Glaring up at him to hide the impending tears, she almost surprised that look of grave tenderness on the rough face of the man who had known her as a child.

"She doesn't want it," said Angella Loring. "Her own child! Well, then, I'll keep it! It shan't want. I'll care for it."

"It's a wee laddie—born before its time, and nane too strong." He had a habit when unduly moved of lapsing into Gaelic, and what he muttered was unintelligible to the woman, wholly taken up with the baby in her arms. Could she have understood him she would have heard the doctor say that a woman who could mother another woman's "bairn" would be a good mother to her own.

Outside the snow was still heavily falling.
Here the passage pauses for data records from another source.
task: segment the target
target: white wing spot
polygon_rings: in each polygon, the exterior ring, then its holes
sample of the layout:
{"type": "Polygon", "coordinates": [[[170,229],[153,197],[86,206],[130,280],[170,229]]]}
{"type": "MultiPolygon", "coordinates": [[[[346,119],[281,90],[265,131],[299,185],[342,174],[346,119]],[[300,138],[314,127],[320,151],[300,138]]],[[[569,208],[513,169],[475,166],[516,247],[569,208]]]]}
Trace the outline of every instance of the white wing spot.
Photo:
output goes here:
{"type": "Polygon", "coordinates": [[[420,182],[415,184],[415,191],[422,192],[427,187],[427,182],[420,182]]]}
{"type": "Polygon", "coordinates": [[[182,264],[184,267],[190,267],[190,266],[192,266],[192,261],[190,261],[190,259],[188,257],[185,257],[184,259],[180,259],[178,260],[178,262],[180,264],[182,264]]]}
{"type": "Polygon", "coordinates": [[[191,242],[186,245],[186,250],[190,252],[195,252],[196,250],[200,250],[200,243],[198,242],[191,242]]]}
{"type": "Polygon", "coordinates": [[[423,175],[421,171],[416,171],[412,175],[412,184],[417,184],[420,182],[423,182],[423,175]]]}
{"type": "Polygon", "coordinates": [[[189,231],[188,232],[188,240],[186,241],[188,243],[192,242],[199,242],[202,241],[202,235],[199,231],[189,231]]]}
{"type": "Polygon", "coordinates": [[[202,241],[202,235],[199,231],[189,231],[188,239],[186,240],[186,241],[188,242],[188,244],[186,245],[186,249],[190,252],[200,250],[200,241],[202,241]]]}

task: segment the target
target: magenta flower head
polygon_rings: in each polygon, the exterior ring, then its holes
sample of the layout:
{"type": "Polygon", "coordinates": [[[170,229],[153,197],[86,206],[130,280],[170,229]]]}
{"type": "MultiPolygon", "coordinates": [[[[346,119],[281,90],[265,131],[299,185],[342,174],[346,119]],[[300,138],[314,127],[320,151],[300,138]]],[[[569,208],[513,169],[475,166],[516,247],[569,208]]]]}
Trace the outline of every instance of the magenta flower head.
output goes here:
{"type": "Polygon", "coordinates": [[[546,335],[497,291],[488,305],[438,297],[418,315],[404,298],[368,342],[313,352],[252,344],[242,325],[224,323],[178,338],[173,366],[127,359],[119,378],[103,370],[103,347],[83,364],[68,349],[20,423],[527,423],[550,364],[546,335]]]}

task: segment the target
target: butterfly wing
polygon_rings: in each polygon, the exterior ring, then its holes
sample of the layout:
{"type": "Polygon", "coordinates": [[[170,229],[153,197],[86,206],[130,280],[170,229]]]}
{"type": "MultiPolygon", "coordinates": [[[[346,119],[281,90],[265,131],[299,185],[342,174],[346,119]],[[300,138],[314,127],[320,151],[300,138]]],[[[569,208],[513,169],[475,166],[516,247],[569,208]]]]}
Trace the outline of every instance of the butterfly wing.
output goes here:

Great mounds were piling up on all sides. That world of snow might have appalled the stranger, but to the farmer it meant certain moisture in the soil. A spring snowstorm was even more desirable for the land than rain, as it melted gradually into the earth. Already the sun was gleaming through the falling snowflakes, and the intense cold had abated.

"Weel, weel, I'll be off for a while, lass. There's much still to attend to."

"You can't go out in that storm," said Angella roughly. "Wait, I'll get you something to eat. Not even your Ford could plow through snow like that."

"Maybe not, and I'll not be taking the Ford."

"Well, I've no vehicle to lend you."

"I'll go afoot," said the doctor, wrapping his woolen scarf about his neck, preparatory to going out.

"You're a fool to go out," said Angella crossly. "Wait till you have a cup of coffee anyway."

"I'll be going just across the land, to the lad's cabin. I heard last night that he was back."

"Who's cabin? What land?"

"Young Cyril Stanley's—the scallawag. I'll have thot to say to him, I'm thinking, will bring him across in a hurry."

"He needn't come here!" Angella had started up savagely. "I don't want any man here, least of all a dog like that who'd do such a thing to a girl. He can keep away from my house. He's not fit to—to even look at her now. No man is."

"Weel, weel, 'tis true, but we're all liable to mistakes, ma'am, and young blood is hot and careless, and who are we—you and I—to judge another? We must look to our own consciences first, ma'am."

"Yes, stand up for him—defend him. You men all hang together. I know you all, and I hate you. I——"

She broke off, for the doctor was looking at her with such a strange look of mingled earnestness and tenderness, that the stormy words died on her lips, and she dropped her wet face upon the soft little one in her arms.

Dr. McDermott closed the door softly.